Open sblionel opened 3 years ago
All of the six Fortran compilers to which I have access emit 0.10D+09
for PRINT '(D10.2)', 1.0D8
. Other output forms would be conforming (0.10E+09
, 0.10+009
) but that's what you get today.
Q
format output editing is a thing in XLF, and it's just like D
except for the letter that comes out before the exponent. You don't have to worry about deprecating it (obviously) but maybe it exists because some users like to see visual cues of precision in the output of some programs.
While you're at this, consider also deprecating or deleting 0.10+009
(with no E or D) as a conforming option for the output of (Ew.d)
(no Ee
). I can't find an implementation that emits it, and it may be an truly dead aspect of the language.
No, 0.10+009
would not be standard-conforming. The standard specifies omitting the exponent letter only if the decimal exponent is between 100 and 999. This could not be deprecated, unless you wanted to introduce an incompatible change in behavior (such as filling the field with asterisks.) It's also not a syntax term that could be deprecated. But see also https://j3-fortran.org/doc/year/21/21-172.txt
(Intel Fortran currently has a bug where it will emit .10+009
for that value with an E0.2E3
format, and similar any time w=0. I reported it.)
Q
as an edit descriptor has different meanings across compilers. In the DEC-heritage compilers it is used during input and transmits the number of remaining characters in the record to the next list item.

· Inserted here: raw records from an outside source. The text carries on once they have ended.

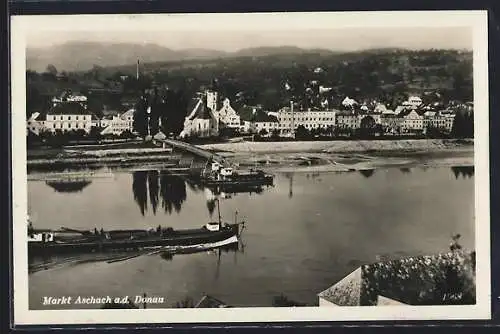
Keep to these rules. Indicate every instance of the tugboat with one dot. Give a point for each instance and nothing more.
(65, 240)
(215, 174)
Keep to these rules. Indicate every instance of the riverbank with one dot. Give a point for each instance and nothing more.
(347, 156)
(273, 156)
(427, 145)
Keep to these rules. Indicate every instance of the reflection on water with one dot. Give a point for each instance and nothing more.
(367, 172)
(44, 262)
(302, 235)
(171, 189)
(464, 171)
(69, 186)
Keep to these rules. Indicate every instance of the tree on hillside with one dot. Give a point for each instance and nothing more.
(302, 132)
(463, 125)
(174, 112)
(140, 117)
(52, 69)
(156, 104)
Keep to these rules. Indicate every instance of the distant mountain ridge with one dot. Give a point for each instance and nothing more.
(82, 56)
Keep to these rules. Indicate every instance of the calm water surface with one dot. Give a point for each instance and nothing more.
(303, 235)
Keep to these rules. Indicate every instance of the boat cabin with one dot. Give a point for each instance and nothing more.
(215, 166)
(41, 237)
(213, 226)
(226, 171)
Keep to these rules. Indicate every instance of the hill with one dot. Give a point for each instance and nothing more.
(82, 56)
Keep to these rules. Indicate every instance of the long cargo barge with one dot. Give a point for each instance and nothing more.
(45, 242)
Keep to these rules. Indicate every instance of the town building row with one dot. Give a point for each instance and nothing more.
(207, 118)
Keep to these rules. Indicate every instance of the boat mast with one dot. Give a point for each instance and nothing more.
(218, 211)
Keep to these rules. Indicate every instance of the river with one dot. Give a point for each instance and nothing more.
(302, 235)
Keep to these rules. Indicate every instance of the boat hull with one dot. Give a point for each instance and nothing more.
(173, 239)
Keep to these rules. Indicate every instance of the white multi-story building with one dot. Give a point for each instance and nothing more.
(412, 121)
(227, 116)
(347, 120)
(439, 121)
(117, 124)
(266, 122)
(201, 121)
(69, 116)
(34, 124)
(70, 97)
(349, 103)
(310, 119)
(413, 101)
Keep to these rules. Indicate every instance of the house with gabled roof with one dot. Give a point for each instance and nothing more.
(413, 120)
(69, 116)
(117, 124)
(201, 120)
(227, 116)
(263, 121)
(442, 279)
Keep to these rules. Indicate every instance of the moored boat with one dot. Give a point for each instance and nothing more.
(215, 174)
(66, 240)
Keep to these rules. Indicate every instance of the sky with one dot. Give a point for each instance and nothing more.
(231, 32)
(335, 39)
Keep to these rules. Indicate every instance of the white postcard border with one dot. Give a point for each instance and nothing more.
(477, 20)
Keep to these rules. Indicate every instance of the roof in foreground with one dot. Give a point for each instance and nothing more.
(447, 278)
(68, 108)
(210, 302)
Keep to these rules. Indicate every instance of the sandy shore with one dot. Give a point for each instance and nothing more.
(344, 146)
(340, 156)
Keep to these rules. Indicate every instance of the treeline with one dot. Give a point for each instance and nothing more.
(385, 75)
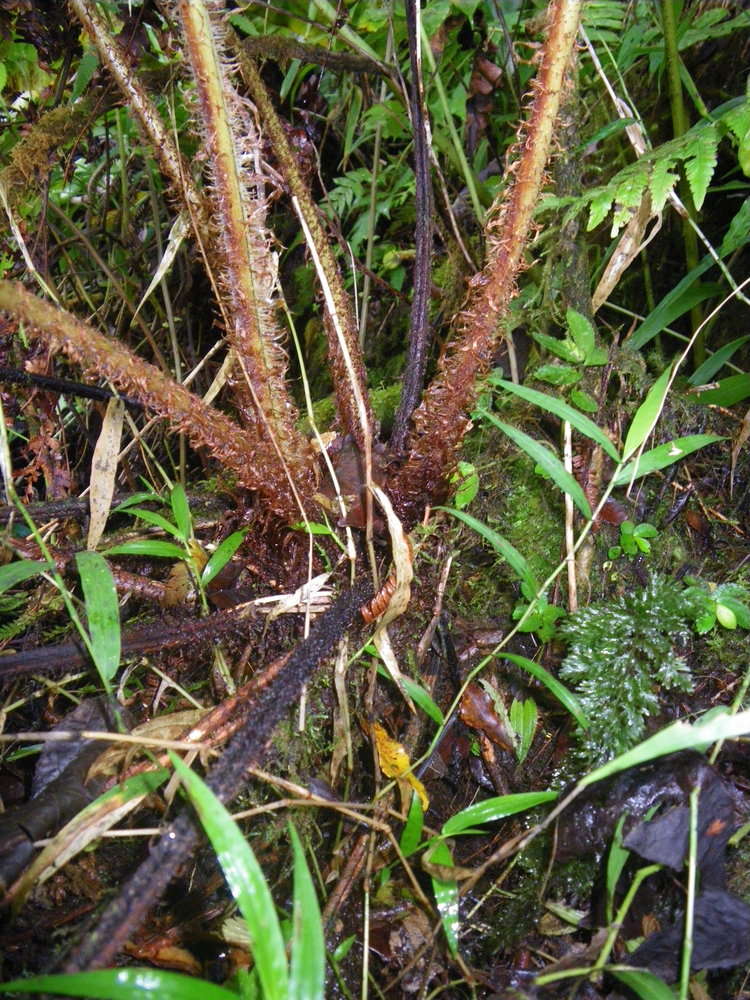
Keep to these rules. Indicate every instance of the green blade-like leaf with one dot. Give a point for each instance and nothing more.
(646, 415)
(679, 736)
(122, 984)
(246, 882)
(102, 612)
(158, 520)
(679, 300)
(411, 834)
(148, 495)
(716, 361)
(15, 573)
(662, 456)
(181, 511)
(493, 809)
(549, 462)
(643, 983)
(581, 331)
(501, 545)
(147, 547)
(417, 694)
(307, 972)
(727, 391)
(563, 411)
(222, 555)
(446, 894)
(553, 685)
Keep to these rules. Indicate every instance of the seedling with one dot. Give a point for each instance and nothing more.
(634, 540)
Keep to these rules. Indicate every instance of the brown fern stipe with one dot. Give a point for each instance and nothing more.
(204, 426)
(440, 421)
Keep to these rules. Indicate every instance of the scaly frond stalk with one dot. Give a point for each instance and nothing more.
(248, 275)
(441, 420)
(204, 426)
(345, 402)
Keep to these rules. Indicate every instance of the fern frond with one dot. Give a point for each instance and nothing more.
(243, 244)
(204, 426)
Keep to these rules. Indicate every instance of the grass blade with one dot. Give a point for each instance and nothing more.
(493, 809)
(102, 612)
(122, 984)
(222, 555)
(562, 410)
(553, 685)
(662, 456)
(147, 547)
(646, 415)
(15, 573)
(501, 545)
(181, 510)
(549, 462)
(702, 733)
(246, 882)
(307, 973)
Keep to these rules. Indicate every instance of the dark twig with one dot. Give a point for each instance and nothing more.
(420, 332)
(63, 385)
(247, 749)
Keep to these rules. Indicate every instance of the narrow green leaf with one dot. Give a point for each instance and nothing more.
(307, 972)
(662, 456)
(181, 511)
(564, 412)
(503, 547)
(716, 361)
(222, 555)
(158, 520)
(246, 882)
(87, 66)
(616, 861)
(493, 809)
(729, 391)
(15, 573)
(523, 718)
(645, 984)
(581, 331)
(553, 685)
(122, 984)
(147, 547)
(312, 528)
(566, 350)
(549, 462)
(147, 496)
(646, 415)
(557, 374)
(679, 736)
(416, 692)
(446, 894)
(412, 832)
(102, 612)
(677, 302)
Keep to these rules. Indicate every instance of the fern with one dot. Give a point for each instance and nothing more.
(658, 171)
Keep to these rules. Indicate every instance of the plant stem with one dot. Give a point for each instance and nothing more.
(680, 125)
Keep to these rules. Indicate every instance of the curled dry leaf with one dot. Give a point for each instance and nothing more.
(394, 763)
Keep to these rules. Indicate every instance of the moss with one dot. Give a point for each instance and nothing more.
(384, 402)
(621, 653)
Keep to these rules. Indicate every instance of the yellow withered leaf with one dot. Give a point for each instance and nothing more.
(394, 762)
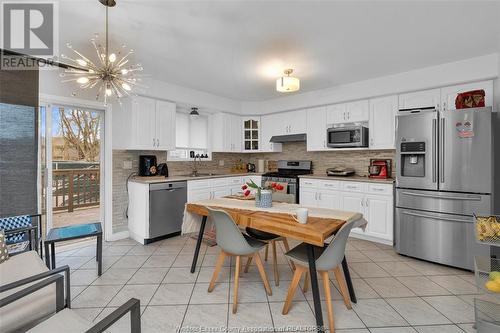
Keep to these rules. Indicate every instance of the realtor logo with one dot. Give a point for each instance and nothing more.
(30, 28)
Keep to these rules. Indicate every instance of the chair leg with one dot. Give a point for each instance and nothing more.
(262, 273)
(236, 283)
(247, 266)
(328, 296)
(293, 287)
(218, 266)
(275, 264)
(342, 286)
(287, 248)
(306, 284)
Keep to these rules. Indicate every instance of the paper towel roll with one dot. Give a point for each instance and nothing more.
(261, 166)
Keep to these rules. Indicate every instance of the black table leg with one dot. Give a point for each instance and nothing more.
(315, 288)
(47, 254)
(99, 255)
(198, 243)
(53, 255)
(348, 280)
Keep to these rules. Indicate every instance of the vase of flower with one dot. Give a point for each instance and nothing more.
(263, 194)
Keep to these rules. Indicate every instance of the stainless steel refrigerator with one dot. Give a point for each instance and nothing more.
(444, 175)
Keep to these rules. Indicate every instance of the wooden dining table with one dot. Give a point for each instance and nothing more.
(314, 234)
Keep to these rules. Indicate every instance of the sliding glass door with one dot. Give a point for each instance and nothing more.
(71, 157)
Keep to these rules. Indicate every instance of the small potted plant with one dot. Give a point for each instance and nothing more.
(263, 195)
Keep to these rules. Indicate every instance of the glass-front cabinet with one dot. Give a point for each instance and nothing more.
(251, 134)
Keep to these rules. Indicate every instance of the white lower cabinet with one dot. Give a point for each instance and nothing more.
(373, 200)
(205, 189)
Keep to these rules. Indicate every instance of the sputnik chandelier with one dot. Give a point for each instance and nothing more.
(111, 74)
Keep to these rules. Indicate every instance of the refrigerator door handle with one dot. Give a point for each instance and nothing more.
(434, 150)
(447, 197)
(436, 217)
(441, 151)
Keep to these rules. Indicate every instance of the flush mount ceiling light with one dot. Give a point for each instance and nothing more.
(287, 83)
(111, 74)
(194, 113)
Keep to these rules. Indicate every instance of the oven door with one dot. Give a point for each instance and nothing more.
(443, 238)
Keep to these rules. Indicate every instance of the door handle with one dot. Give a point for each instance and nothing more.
(441, 153)
(447, 197)
(436, 217)
(434, 149)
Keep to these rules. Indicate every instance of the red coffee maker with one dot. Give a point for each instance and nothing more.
(381, 169)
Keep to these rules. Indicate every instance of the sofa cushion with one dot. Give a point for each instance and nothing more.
(31, 309)
(60, 323)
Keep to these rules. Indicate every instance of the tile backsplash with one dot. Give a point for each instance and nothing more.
(356, 159)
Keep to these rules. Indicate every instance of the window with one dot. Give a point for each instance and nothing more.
(191, 134)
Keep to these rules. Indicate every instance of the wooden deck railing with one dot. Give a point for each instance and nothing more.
(75, 188)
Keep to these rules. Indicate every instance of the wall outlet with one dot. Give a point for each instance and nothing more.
(127, 164)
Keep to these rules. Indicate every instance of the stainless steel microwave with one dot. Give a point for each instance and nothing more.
(349, 136)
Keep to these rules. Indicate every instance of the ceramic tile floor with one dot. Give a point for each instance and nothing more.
(395, 294)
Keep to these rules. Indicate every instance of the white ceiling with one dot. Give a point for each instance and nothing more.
(236, 49)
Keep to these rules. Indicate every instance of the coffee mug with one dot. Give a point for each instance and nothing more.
(302, 215)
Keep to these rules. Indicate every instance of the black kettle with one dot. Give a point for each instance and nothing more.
(250, 167)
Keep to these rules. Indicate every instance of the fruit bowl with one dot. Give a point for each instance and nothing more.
(487, 316)
(487, 272)
(488, 229)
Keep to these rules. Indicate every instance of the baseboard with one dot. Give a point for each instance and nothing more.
(371, 238)
(118, 235)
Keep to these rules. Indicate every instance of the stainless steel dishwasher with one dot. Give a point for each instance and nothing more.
(166, 208)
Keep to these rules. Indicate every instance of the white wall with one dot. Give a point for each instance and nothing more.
(475, 69)
(51, 83)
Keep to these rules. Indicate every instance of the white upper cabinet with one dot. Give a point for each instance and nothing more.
(251, 134)
(382, 122)
(357, 111)
(420, 99)
(226, 133)
(335, 114)
(269, 128)
(449, 94)
(165, 125)
(348, 112)
(296, 121)
(144, 123)
(316, 129)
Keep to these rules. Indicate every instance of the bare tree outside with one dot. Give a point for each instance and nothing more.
(80, 131)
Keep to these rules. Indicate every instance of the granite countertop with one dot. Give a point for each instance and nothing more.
(161, 179)
(350, 178)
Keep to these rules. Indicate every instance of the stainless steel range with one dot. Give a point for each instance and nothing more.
(444, 175)
(288, 172)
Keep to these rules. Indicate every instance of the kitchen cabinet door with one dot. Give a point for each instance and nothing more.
(165, 125)
(308, 197)
(316, 129)
(235, 132)
(297, 121)
(270, 128)
(420, 99)
(353, 202)
(357, 111)
(329, 199)
(143, 123)
(382, 122)
(449, 94)
(336, 114)
(379, 214)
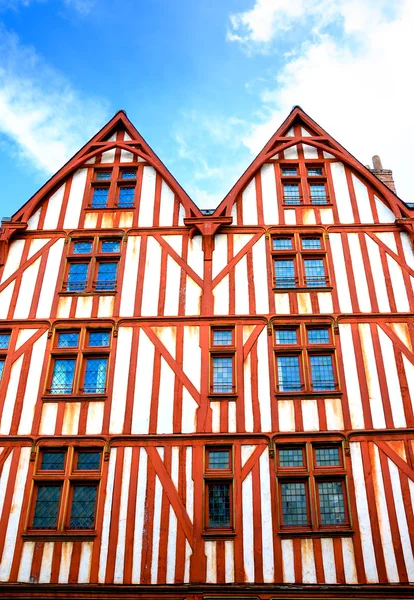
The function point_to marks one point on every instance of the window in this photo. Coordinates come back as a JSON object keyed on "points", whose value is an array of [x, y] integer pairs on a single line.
{"points": [[312, 486], [218, 479], [65, 490], [305, 358], [92, 265], [79, 362], [109, 189], [299, 261], [4, 345], [222, 353]]}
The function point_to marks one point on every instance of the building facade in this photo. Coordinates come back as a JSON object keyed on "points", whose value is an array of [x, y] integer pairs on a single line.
{"points": [[208, 404]]}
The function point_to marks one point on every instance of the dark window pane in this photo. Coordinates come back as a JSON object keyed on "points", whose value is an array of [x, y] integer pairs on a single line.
{"points": [[100, 197], [53, 461], [294, 507], [126, 197], [82, 247], [219, 459], [62, 378], [4, 340], [315, 273], [106, 279], [68, 339], [286, 336], [112, 246], [77, 277], [47, 505], [288, 374], [331, 501], [88, 461], [291, 457], [223, 337], [285, 273], [95, 376], [282, 244], [327, 457], [222, 374], [318, 336], [311, 243], [99, 338], [322, 372], [82, 515], [219, 505]]}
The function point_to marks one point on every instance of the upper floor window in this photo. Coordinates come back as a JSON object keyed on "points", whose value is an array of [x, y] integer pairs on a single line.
{"points": [[92, 265], [305, 358], [299, 261], [79, 362]]}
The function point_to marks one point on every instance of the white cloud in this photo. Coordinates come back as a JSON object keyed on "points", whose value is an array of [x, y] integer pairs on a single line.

Please refer to table 13.1 in Fortran 2018; the part for "Dw.d" allows "D+zz", "E+zz", or "+0zz" when ABS(exp)<=99. At least in my PDF.
Ah, right - somehow I overlooked that. I haven't ever seen an implementation choose that.
I suppose it would be feasible to remove that alternate form from the standard - we have changed behaviors before. It wouldn't invalidate any existing programs, but compilers claiming to support the new standard simply wouldn't emit that form (not that I think any do now.)
I guess it's trivial for me to fix it, but I would have to modify about 5% of NWChem to be compliant after this change.
% git grep "[0-9]D[+=0-9]" "*.[fF]" | wc -l
140778
I guess it's trivial for me to fix it, but I would have to modify about 5% of NWChem to be compliant after this change.
% git grep "[0-9]D[+=0-9]" "*.[fF]" | wc -l 140778
I think this proposal would only affect Dw.d edit descriptors in FORMAT statements and dynamic format strings, not literal real constants, which your pattern is probably also counting.
@klausler There are less than 20 uses in format/write, which I could fix in a few minutes.
The D format edit descriptor is a relic of the original (1957) FORTRAN, where DOUBLE PRECISION was a distinct datatype from REAL. It no longer serves a useful purpose, and was not extended when variants of the E descriptor (Ew.dEe, EN, ES) were added, so there is already an asymmetry. The various E edit descriptors can be used for all REAL kinds.
I propose adding the D edit descriptor to the Obsolescent list for 202Y. This would not affect the use of D as an exponent letter in literal constants or in formatted input.